My new 421QE had its first use today.
Not really enough snow to be a good test. 3 to 4 inches with high winds that made the actual snow depth vary a great deal. As little as 2" in places with a few small drifts of 10 to 12 inches.
Keep in mind that my only previous experience with a snowblower has been 30+ years with my 826 two stage.

1. Used the recoil starter. Full choke, pressed the primer 3 times, (per instructions), started on the second pull, needed the choke at 1/2 way for a couple of minutes. I did let it warm up about 3 to 5 minutes while I moved a couple of things out of the way.
2. Ran great.
3. Totally different operation from my old 2 stage. Reminded me of torque steer in a higher horsepower front wheel drive car.
4. Once I was comfortable in steering it, I was able to clear the driveway and sidewalk quite easily.
5. The drifts did seem to work the engine more than I expected, but I can only compare to my old 8 hp, 26" cut MTD/Dayton. It didn't even change speed on 12" drifts. Maybe having 50 to 60 percent more power has something to do with that. 
6.Likes: 
Quick Shoot
Light weight
Easy to handle and move around
Throws snow at least 30'
Quieter than my old 826
Small size makes it easy to store and easy to get out to use.
Chute deflector stays where you set it
7.Cons: 
Have to move to the side or front of the machine to adjust the chute deflector (Had to do that with the old machine and the deflector on the old machine didn't stay in place too well. If it was tight enough to not move from the snow, it was too tight to move to adjust)
8. Iffys:
Power remains to be seen
Use on grass did not go well, but that might be operator trouble

So far, I don't regret my purchase and based on one use under light snow conditions, I think I will be happy with it. If not, I still have my old unit.

Any questions, feel free to ask.


----------



## trdr

nice buy charles hope you have good luck with your blower ,the toro single stage is what my dad is looking to buy in the next couple days.his old toro single is now my youngest sons blower and he will fix up the old one along with another toro sinle stage that i gave him a few years back. they are good machines .


----------



## CharlesW

*Move?*

I had forgotten there was a review forum.
Maybe this should have been posted there.
Maybe it should be moved by the staff.


----------



## CharlesW

*Quickie update to the Quickie review*

Another 4 to 6 inches of snow today and the little Toro handled it with no problem.

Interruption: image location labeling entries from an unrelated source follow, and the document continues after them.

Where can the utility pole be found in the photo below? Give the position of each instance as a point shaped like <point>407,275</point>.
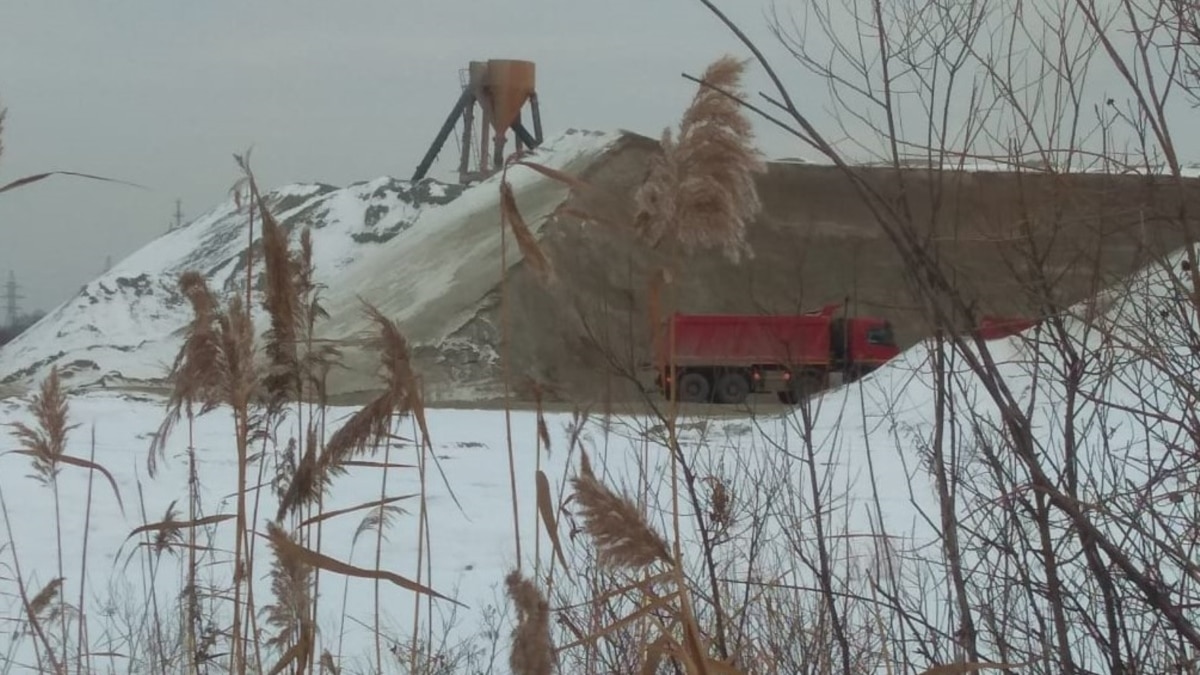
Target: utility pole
<point>11,300</point>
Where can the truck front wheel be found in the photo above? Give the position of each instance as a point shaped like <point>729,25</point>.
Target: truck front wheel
<point>732,388</point>
<point>694,388</point>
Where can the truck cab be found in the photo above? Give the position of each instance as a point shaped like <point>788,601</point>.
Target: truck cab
<point>861,345</point>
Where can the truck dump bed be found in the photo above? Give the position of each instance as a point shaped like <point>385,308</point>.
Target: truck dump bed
<point>747,340</point>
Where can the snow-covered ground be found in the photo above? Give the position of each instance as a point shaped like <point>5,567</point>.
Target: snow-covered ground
<point>426,254</point>
<point>870,457</point>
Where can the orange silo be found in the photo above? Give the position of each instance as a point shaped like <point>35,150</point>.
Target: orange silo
<point>510,83</point>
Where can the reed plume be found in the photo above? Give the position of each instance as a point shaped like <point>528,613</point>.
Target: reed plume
<point>46,443</point>
<point>291,580</point>
<point>622,536</point>
<point>369,425</point>
<point>532,652</point>
<point>196,380</point>
<point>700,191</point>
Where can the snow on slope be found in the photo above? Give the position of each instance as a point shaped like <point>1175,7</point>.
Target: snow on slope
<point>420,251</point>
<point>871,460</point>
<point>871,453</point>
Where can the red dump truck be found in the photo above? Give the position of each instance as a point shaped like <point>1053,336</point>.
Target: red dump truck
<point>725,358</point>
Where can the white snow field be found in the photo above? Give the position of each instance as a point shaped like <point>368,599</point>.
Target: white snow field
<point>426,254</point>
<point>868,469</point>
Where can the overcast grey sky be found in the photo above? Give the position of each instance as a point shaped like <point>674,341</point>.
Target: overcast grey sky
<point>162,93</point>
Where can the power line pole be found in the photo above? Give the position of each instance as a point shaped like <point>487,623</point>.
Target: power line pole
<point>12,298</point>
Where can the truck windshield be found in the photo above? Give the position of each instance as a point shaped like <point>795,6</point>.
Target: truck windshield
<point>881,335</point>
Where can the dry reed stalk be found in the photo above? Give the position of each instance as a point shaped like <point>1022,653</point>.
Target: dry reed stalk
<point>622,535</point>
<point>46,444</point>
<point>27,604</point>
<point>527,243</point>
<point>532,652</point>
<point>700,191</point>
<point>289,615</point>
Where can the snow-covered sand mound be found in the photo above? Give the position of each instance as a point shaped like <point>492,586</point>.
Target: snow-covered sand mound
<point>426,254</point>
<point>865,471</point>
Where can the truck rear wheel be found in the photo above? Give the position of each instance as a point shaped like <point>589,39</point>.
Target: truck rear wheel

The snowplow windrow at the end of the driveway was a foot deep and very wet/slushy and the sidewalk had about 10" to a foot of slushy snow that the snowplow deposits on it. If the plow truck went 10 MPH slower, that slop would probably be on the parking. If they went 10 MPH faster, it might throw it over the walk into the yard.
Yeah, if.....
Both were handled with no real problem. You can hear the engine lose a few RPM, but it doesn't really sound like it's laboring.
So far I am still quite happy with my choice.
The more I use it, the more I learn how to use it.
The 2-stage and the single stage each require their own technique.


----------



## Wayne195

CharlesW said:


> I had forgotten there was a review forum.
> Maybe this should have been posted there.
> Maybe it should be moved by the staff.


OK, I just moved it to the 'Snowblower Reviews' section

Thanks,


----------